The group includes the cities of Green River and Rock Springs, Wyo. and Sweetwater County, Wyo.
“In reality, it is an investment scheme masquerading as a water supply project, which is masquerading as a pump-back hydropower project,” Don Hartley, the group’s vice-chairman, wrote in a letter to the Federal Energy Regulatory Commission on Dec. 9…
“This project is portrayed as a hydropower project, but pumping water over the Continental Divide will require more energy than can be generated from the fall of the water on the east side (of the divide),” Hartley wrote.
He added that consideration of such a massive water pipeline is premature because a federal study of the amount of water available to be consumed by growing communities in the Green River-Colorado River watershed is ongoing.
More coverage from the Associated Press via the Billings Gazette. Here’s an excerpt:
Many in western Wyoming say they’re concerned the project would draw down Flaming Gorge Reservoir. The city of Green River has joined the city of Rock Springs and Sweetwater County to fight Million’s proposal.
Green River Mayor Hank Castillon said Monday that residents are unified in opposition to the project. “They just don’t want to see Wyoming water going to Colorado,” Castillon said. “The main issues are recreational, and they feel that it’s going to affect their lifestyle as far as sporting events and water because we have the Flaming Gorge here also the fishing up and down the Green River, fish habitat.”[…]

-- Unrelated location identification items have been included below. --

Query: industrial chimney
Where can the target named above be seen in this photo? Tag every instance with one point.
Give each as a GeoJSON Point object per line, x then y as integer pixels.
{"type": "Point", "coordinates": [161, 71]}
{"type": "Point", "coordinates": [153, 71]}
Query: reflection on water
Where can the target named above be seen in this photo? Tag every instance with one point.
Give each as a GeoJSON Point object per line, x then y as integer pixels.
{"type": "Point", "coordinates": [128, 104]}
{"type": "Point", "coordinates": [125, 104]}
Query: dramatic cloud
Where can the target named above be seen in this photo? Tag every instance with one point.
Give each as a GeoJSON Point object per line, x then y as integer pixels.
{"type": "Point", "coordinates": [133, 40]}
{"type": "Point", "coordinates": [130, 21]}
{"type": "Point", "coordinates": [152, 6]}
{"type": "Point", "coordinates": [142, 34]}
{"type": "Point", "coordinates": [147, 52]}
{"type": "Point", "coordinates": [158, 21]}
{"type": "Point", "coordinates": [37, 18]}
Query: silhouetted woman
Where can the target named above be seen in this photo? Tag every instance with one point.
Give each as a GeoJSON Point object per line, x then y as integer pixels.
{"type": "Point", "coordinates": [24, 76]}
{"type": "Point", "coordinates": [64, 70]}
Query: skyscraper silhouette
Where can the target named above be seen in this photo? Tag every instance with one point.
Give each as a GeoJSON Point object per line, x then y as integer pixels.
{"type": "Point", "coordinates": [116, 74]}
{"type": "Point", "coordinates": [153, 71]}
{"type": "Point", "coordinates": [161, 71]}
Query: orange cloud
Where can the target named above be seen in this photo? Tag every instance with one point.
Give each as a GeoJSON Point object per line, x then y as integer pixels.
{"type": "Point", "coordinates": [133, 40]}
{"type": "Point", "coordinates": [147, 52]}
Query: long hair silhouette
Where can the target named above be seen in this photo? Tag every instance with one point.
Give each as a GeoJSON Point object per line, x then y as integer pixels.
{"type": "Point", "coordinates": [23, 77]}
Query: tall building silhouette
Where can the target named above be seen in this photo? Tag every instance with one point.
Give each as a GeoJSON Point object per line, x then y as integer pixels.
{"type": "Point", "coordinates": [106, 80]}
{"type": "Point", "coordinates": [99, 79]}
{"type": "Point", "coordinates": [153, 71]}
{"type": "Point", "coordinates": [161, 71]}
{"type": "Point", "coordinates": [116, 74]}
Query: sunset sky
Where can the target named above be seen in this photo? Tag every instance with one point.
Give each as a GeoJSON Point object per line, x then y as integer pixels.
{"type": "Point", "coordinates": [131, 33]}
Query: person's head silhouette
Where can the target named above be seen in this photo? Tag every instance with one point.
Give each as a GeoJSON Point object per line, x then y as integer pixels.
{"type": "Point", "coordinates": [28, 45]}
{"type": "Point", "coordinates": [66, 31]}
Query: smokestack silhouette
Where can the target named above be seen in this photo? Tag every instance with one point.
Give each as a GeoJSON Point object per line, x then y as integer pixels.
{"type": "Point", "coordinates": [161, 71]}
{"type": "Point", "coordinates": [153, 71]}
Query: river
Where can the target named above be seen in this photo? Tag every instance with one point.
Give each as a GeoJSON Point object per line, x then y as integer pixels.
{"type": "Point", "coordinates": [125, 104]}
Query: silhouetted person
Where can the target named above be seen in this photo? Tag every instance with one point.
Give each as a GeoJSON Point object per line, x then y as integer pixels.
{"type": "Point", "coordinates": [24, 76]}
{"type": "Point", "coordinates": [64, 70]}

Million filed an application with the Federal Energy Regulatory Commission this summer spelling out plans to construct a system of turbines and reservoirs along the pipeline to generate electricity. While he has said the project wouldn’t generate more electricity than pumping the water would consume, he said generation would help cover its pumping costs. He wants to construct a reservoir on the slopes of Sheep Mountain, west of Laramie, and generate electricity by pumping water into the reservoir and having it flow through turbines on its way downstream to another lake nearby, Lake Hattie…

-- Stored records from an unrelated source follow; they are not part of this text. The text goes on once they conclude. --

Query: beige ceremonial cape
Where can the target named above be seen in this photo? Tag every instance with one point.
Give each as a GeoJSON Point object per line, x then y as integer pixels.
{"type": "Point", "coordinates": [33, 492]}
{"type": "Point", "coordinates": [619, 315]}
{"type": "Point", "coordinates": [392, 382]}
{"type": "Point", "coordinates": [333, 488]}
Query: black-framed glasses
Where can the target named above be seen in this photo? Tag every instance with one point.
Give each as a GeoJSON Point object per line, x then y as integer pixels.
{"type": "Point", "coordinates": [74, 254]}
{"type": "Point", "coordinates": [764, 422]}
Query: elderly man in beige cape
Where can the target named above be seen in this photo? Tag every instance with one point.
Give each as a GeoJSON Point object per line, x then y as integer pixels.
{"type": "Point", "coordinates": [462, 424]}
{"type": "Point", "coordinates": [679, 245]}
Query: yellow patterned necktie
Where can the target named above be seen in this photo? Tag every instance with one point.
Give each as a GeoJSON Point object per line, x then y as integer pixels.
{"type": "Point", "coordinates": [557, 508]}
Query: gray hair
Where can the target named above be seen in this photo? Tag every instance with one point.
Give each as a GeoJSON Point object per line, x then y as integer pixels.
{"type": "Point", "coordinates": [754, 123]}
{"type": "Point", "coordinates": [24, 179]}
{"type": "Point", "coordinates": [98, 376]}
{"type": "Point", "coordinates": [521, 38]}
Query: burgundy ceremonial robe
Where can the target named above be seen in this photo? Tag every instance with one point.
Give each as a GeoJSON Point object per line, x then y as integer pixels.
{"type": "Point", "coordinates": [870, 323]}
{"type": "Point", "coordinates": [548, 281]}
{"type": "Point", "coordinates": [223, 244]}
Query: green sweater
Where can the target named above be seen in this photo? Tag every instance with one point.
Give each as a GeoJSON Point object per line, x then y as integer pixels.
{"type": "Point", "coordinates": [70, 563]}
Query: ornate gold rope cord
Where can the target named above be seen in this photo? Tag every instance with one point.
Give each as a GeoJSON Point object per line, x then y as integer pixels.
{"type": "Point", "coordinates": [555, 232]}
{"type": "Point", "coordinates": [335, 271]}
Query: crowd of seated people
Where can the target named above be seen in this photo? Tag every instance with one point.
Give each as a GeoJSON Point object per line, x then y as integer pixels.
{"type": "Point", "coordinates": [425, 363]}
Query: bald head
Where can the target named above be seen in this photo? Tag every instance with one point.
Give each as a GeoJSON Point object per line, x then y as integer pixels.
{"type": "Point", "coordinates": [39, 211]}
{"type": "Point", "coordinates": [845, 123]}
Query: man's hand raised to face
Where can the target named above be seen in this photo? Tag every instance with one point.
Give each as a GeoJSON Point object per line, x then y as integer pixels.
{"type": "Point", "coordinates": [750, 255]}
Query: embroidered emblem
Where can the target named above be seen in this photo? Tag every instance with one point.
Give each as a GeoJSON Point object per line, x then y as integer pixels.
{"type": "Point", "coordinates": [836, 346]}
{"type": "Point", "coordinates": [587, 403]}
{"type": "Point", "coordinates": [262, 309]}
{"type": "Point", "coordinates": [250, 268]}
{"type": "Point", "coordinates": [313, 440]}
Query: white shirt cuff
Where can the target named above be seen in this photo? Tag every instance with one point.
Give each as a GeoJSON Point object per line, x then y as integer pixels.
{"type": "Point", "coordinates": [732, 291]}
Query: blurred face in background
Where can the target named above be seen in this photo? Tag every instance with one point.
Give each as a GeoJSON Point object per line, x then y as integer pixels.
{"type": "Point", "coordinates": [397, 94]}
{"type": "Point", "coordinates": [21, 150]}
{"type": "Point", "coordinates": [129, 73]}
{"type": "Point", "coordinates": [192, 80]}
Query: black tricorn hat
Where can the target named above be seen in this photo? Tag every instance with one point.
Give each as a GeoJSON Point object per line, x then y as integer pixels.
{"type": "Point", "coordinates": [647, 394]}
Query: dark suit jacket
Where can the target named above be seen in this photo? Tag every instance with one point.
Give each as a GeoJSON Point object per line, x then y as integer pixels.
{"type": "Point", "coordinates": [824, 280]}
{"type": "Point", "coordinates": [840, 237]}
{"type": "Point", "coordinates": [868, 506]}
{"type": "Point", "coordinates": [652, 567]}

Steve Jones, watershed protection program attorney with the Wyoming Outdoor Council in Lander, said his group is concerned with the prospect of such large-scale pumping out of the Green River. “It’s obvious to me that some years, there is not going to be any water available, and other years there might,” Jones said. “But to me, the idea that, that reservoir could supply that year in and year out, is just wrong, according to the statistics that I’ve looked at.”[…]
Duane Short, wild species program director with the Biodiversity Conservation Alliance in Laramie, said federal roadless policies would prohibit construction on Sheep Mountain…
Wyoming Gov. Matt Mead has expressed opposition to Million’s project. His office said this week that the state plans to file comments with FERC.